Il prossimo 5 novembre i medici di medicina generale aderenti allo Snami incroceranno le braccia. A confermare la mobilitazione è Angelo Testa, presidente del sindacato, che ha indirizzato una lettera formale a Governo e Regione per esporre le motivazioni della protesta. Nel mirino c’è il cosiddetto “ruolo unico”, che secondo lo Snami metterebbe a rischio l’intera struttura della medicina del territorio. “Stiamo assistendo allo svuotamento del ruolo del medico di famiglia – scrive Testa – trasformato in un ingranaggio burocratico all’interno del sistema sanitario, privo però delle tutele di un lavoratore dipendente. In questo modo si cancella l’autonomia professionale e si indebolisce il legame di fiducia costruito nel tempo tra medico e paziente. La medicina generale non può essere assimilata a una funzione aziendale, perché si fonda sulla prossimità, la libertà e la responsabilità individuale nei confronti della comunità”.

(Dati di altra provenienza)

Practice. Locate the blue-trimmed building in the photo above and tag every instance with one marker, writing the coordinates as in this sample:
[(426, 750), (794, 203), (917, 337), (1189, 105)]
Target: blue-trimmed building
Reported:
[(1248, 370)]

Il sindacato denuncia anche la mancanza di una strategia formativa chiara per la categoria.
Infine, il sindacato punta il dito contro l’eccessiva burocrazia e i problemi legati alla digitalizzazione del sistema sanitario. “La tecnologia deve servire la cura, non ostacolarla – afferma Testa – ma oggi ci troviamo impantanati in sistemi informatici inefficienti, documenti cartacei e pratiche superflue che rubano tempo prezioso alla visita, all’ascolto e alla prevenzione. È necessaria una digitalizzazione funzionale, integrata e realmente utile, non un labirinto burocratico che mina la dignità della nostra professione e la fiducia dei cittadini”. Il presidente dello Snami conclude annunciando che, in assenza di interventi concreti, sono già in programma nuove giornate di sciopero.